As any competent sports writer, college or pro, will tell you, the good reporters know how to uncover such information. Whether through strategic Web searches or well-placed sources, they know when players are arrested amazingly soon after it happens and can guide their readers through the court process.

Court-related documents are available online through databases like Scribd, as Moskovitz demonstrated in her article.

But before casting too much blame on the newspaper, realize that no reporter’s system can do everything, and an insular community like Waco is a prime culture to thwart such information gathering.  For whatever reason, the public did not learn of the announcement until twelve days before the trial itself began.

According to the Deadspin article, Judge Matt Johnson did issue a gag order, but that did not happen until Aug. 7 of this year, shortly before the trial began.

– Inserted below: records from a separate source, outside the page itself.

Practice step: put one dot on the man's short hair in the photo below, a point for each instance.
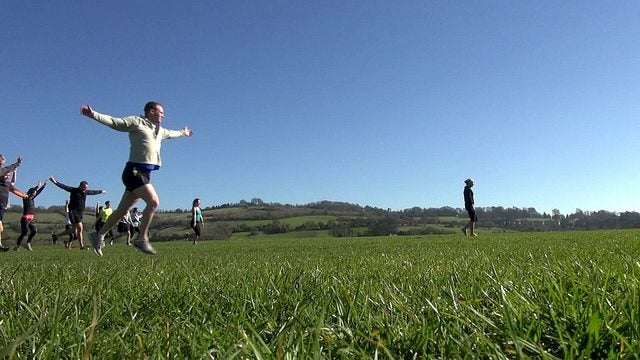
(151, 105)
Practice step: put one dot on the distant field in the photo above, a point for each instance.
(514, 295)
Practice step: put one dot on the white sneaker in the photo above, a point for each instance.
(144, 246)
(95, 242)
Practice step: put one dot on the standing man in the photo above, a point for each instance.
(469, 206)
(77, 203)
(5, 188)
(145, 138)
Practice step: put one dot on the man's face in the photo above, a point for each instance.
(156, 114)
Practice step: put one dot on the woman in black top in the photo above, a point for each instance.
(77, 201)
(469, 206)
(28, 215)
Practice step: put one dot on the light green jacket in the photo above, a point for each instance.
(145, 144)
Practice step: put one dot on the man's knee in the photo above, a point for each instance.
(153, 203)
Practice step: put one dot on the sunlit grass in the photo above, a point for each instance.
(551, 295)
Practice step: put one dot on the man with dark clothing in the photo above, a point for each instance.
(77, 204)
(5, 189)
(469, 206)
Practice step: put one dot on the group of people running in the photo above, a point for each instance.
(145, 136)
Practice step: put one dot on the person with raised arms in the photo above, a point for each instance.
(5, 188)
(27, 221)
(77, 204)
(145, 137)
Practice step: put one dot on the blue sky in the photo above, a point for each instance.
(384, 103)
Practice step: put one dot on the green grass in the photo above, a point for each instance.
(542, 295)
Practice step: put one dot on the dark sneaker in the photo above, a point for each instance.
(144, 246)
(95, 242)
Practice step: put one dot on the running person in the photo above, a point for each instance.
(197, 221)
(5, 188)
(145, 137)
(469, 206)
(77, 204)
(28, 214)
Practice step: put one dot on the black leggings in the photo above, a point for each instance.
(25, 226)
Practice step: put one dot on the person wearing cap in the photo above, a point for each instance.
(145, 138)
(28, 214)
(469, 206)
(5, 188)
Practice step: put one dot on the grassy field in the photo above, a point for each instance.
(513, 295)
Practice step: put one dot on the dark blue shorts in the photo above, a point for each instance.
(134, 176)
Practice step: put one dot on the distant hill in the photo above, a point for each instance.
(334, 218)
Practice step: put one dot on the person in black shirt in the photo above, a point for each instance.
(77, 201)
(5, 188)
(28, 215)
(469, 206)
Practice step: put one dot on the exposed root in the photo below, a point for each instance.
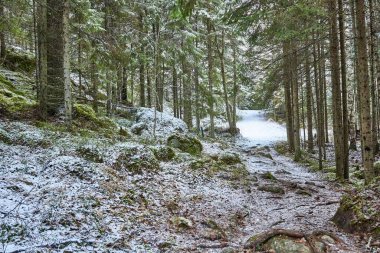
(311, 239)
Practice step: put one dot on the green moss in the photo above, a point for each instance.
(11, 99)
(5, 137)
(19, 62)
(186, 144)
(90, 153)
(163, 153)
(272, 189)
(229, 158)
(85, 112)
(269, 176)
(136, 160)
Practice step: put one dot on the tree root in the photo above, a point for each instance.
(311, 239)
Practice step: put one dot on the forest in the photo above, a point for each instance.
(190, 126)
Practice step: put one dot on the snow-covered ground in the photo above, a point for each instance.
(255, 127)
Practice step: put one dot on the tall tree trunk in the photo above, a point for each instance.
(323, 97)
(66, 63)
(288, 95)
(364, 92)
(318, 86)
(142, 78)
(224, 82)
(373, 48)
(336, 91)
(2, 32)
(124, 88)
(210, 79)
(187, 96)
(309, 95)
(234, 92)
(56, 55)
(149, 86)
(344, 89)
(175, 91)
(296, 112)
(94, 80)
(42, 56)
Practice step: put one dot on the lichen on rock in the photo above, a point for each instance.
(137, 159)
(186, 144)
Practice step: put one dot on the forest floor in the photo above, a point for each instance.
(119, 189)
(52, 198)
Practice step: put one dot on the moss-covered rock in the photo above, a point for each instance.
(12, 99)
(376, 167)
(87, 116)
(18, 61)
(90, 153)
(229, 158)
(163, 153)
(139, 128)
(272, 189)
(269, 176)
(359, 210)
(281, 244)
(137, 159)
(5, 137)
(186, 144)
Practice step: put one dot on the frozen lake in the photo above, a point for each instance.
(254, 126)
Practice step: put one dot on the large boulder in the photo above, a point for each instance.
(5, 137)
(162, 124)
(136, 159)
(186, 144)
(281, 244)
(229, 158)
(163, 153)
(376, 167)
(359, 211)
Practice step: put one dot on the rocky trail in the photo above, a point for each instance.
(63, 193)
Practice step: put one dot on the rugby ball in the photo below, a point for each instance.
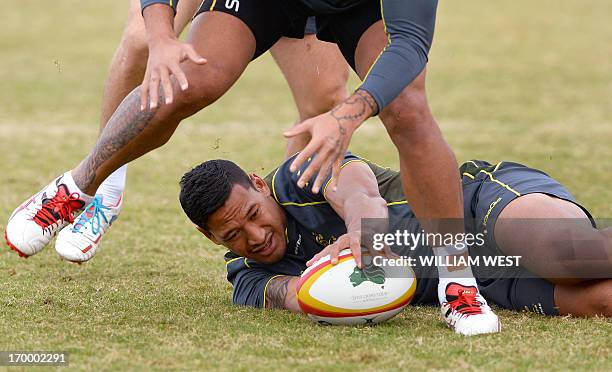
(344, 294)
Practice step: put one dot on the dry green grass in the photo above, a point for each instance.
(517, 80)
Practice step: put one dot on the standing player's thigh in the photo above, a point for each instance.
(315, 71)
(265, 20)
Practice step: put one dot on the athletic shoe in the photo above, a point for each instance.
(80, 241)
(467, 312)
(35, 222)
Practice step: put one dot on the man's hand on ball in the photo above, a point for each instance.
(351, 240)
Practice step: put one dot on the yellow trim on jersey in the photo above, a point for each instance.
(266, 288)
(232, 260)
(500, 183)
(342, 166)
(303, 204)
(274, 186)
(497, 166)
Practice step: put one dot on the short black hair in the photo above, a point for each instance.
(205, 188)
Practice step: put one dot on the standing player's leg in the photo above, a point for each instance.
(317, 75)
(227, 42)
(428, 170)
(79, 241)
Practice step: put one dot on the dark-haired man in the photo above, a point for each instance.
(274, 229)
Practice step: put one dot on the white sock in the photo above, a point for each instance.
(72, 187)
(463, 276)
(113, 186)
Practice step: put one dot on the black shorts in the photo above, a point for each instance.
(488, 189)
(269, 20)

As the handling of the Ukwuachu case is discussed, concern will be directed at Baylor personnel, who admitted a player with problems at his previous school.  Dan Wolken rightly took Briles to task in a USA Today column for putting Ukwuachu’s victim, and every female at Baylor, at risk by allowing him to transfer in.

This concern relates closely to constitutional guarantees for open trials.  This right belongs not to the media, but to the public.  Community members have a right to know what is going on in matters that relate to their public safety, and it is the news media’s duty to provide that information.

When information is withheld from the public, as it was in the list of indictments published on the WacoTrib.com website, the system has failed, and citizens deserve to know how and why.